- Born: September, 1968 (age 58) Vienna, Austria
- Education: University of Vienna
- Known for: Defining proliferative boundaries

= Jan Karlseder =

Austrian molecular biologist

Jan Karlseder (born September 28, 1968, in Innsbruck) an Austrian molecular biologist, is the Chief Science Officer and a Senior Vice President at the Salk Institute for Biological Studies. He is also a professor in the Molecular and Cellular Biology Laboratory, the Director of the Paul F. Glenn Center for Biology of Aging Research and the holder of the Donald and Darlene Shiley Chair at the Salk Institute for Biological Studies.

== Career ==
Karlseder obtained both his M.Sc. and his Ph.D. at the University of Vienna. In 1996, he joined the Laboratory of Titia de Lange at Rockefeller University in New York City for postdoctoral training. He became a faculty member at the Salk Institute for Biological Studies in 2002.

== Research ==
Karlseder discovered that telomere dysfunction plays a role in Werner Syndrome, a premature aging disease that is associated with early onset of cancer. WRN helicase, which is mutated in Werner Syndrome patients, is required for efficient replication of the telomeric G-strand. Without WRN, lagging strand replication frequently stalls at telomeres, leading to loss of one of the sister telomeres during replication and cell division. This telomere loss in turn can lead to telomere end-to-end fusions, fusion-bridge-breakage cycles and genome instability, which is responsible for the heightened cancer incidence in individuals with Werner Syndrome. He went on to show that following DNA replication telomeres are recognized by the intracellular DNA damage machinery.

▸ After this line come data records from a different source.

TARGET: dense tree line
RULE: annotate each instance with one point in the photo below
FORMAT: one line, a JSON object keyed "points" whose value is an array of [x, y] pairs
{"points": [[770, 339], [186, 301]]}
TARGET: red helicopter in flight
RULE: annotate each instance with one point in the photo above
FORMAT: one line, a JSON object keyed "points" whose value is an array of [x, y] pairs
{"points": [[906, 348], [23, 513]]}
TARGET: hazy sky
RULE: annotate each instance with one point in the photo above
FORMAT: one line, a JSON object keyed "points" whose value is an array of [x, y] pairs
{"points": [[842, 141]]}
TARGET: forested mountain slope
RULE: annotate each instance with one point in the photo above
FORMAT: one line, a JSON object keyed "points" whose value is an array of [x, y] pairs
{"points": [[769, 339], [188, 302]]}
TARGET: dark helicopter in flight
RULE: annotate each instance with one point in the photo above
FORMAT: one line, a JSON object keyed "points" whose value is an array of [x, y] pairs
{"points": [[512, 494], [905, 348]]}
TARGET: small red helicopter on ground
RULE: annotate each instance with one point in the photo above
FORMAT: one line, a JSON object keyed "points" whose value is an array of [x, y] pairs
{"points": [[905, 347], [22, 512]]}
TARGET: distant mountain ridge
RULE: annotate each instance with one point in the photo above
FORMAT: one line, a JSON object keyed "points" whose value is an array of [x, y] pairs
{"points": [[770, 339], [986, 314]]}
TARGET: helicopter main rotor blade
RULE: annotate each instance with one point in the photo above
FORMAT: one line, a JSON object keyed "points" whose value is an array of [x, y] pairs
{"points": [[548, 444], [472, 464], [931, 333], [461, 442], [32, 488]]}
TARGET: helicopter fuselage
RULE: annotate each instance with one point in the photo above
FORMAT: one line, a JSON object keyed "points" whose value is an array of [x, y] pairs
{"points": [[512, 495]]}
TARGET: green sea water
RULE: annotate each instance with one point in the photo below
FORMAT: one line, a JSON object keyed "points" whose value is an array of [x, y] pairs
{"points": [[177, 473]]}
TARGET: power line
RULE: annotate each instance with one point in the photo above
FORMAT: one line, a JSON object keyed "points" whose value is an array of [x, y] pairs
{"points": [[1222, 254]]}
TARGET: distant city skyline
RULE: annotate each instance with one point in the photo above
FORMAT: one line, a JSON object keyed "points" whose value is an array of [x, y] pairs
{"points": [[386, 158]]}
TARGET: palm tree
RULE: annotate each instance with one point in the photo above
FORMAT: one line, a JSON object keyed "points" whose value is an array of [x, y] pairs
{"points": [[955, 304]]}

This seemingly paradoxical event turned out to be essential to recruit the machinery that establishes protection at chromosome ends, where the homologous recombination machinery acts to form a structure that is resistant to nucleases and damage repair.

Karlseder’s work on DNA repair pathway choice led to the discovery of the microprotein CYREN, which inhibits error prone non-homologous end-joining during S and G2 phases of the cell cycle, thereby promoting DNA break repair by the error free homologous recombination machinery.

Karlseder discovered that mitotic arrest leads to telomere deprotection, which triggers a stress response that leads to the  death of cells that cannot complete mitosis. He demonstrated that this process is at play during replicative crisis, where fused telomeres trigger mitotic arrest and in turn cell death within one or two cell cycles.

Karlseder’s work on recombination-based telomere maintenance (ALT) revealed that constitutive damage signals from shortening telomeres down-regulate histone synthesis, which leads to changes in nucleosome availability and histone chaperone expression. This led to the discovery that replication fork stalling at telomeres plays a major role in the activation of ALT.

He found that cell death in replicative crisis is executed by the autophagy machinery. Autophagy suppression allowed cells to bypass crisis and continue to proliferate with critically short telomeres, accumulating high levels of genome instability, pointing at autophagy as a potent tumor suppressor during the earliest stages of cancer initiation.

Karlseder’s work on connecting telomere dysfunction with inflammation and cell death during replicative crisis identified ZBP1 as novel regulator of the innate RNA sensing machinery. He discovered that cells in replicative crisis use the telomeric transcript TERRA as messenger to sense critically short telomeres. TERRA associates with the innate RNA sensor ZBP1, which in turn forms filaments at the mitochondrial outer membrane, where it activates its adaptor MAVS, resulting in an amplification of an interferon type 1 inflammation response. Karlseder thereby discovered a novel tumor suppressive pathway, which removes aged cells with critically short telomeres, which would be prone to cancerous transformation.